In the meantime, check out the chart to see how Wall Street is making money to pay for these trades.
IS IT ALWAYS CORRECT TO HAVE WALL STREET?
Absoutely. Wall Street companies apply the cold rules of capitalism: hostile takeovers, foreclosures, fee increases, defaults. But these rules clearly do not apply to the biggest banks themselves. Various economists (including, notably, several from the Stern School of Business at New York University) have accumulated strong evidence that over the past decade or so, a significant portion of Wall Street activity has shifted from being satisfied. from the nation’s financial needs to valuing “regulatory arbitrage”: making money by playing with the rules of the game. Reports from my colleagues at NPR’s “Planet Money” show that a dollar spent on lobbying in Washington can have a return on investment of thousands of dollars.
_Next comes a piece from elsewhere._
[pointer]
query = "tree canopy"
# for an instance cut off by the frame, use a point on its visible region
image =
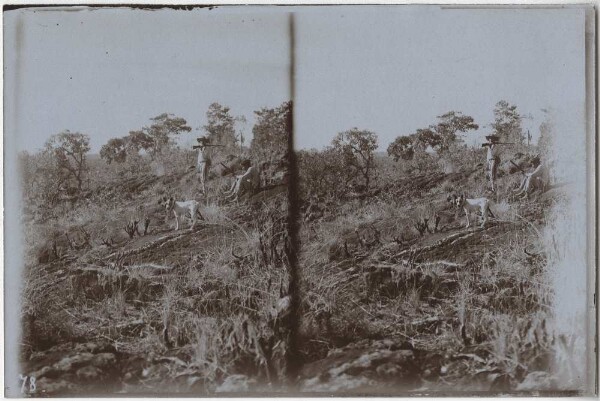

Another reason: Wall Street’s central function is to make our financial system more robust and less susceptible to unexpected risks, but it has done the exact opposite while maddeningly avoiding paying the price. On the flip side, many of Wall Street’s harshest economist critics do not condemn the bailouts and generous policies of the Fed and the Treasury Department. Most know that Ben Bernanke, Henry Paulson, and Tim Geithner (like central bankers and treasuries all over the world) followed the sacred advice that Walter Bagehot, former editor of The Economist, gave in 1873: during a crisis, a country must do everything possible to preserve its shores. And while it made the rich even richer, our economy would be much worse if it hadn’t happened.
One lesson from this crisis is that regulation – no matter how well-intentioned it is – cannot be trusted to hold Wall Street back. In fact, the biggest financial firms have repeatedly shown their ability to take even the strictest regulations and turn them into profit centers. So maybe the main reason for hating Wall Street is that it has made so many Americans hate such a much needed system.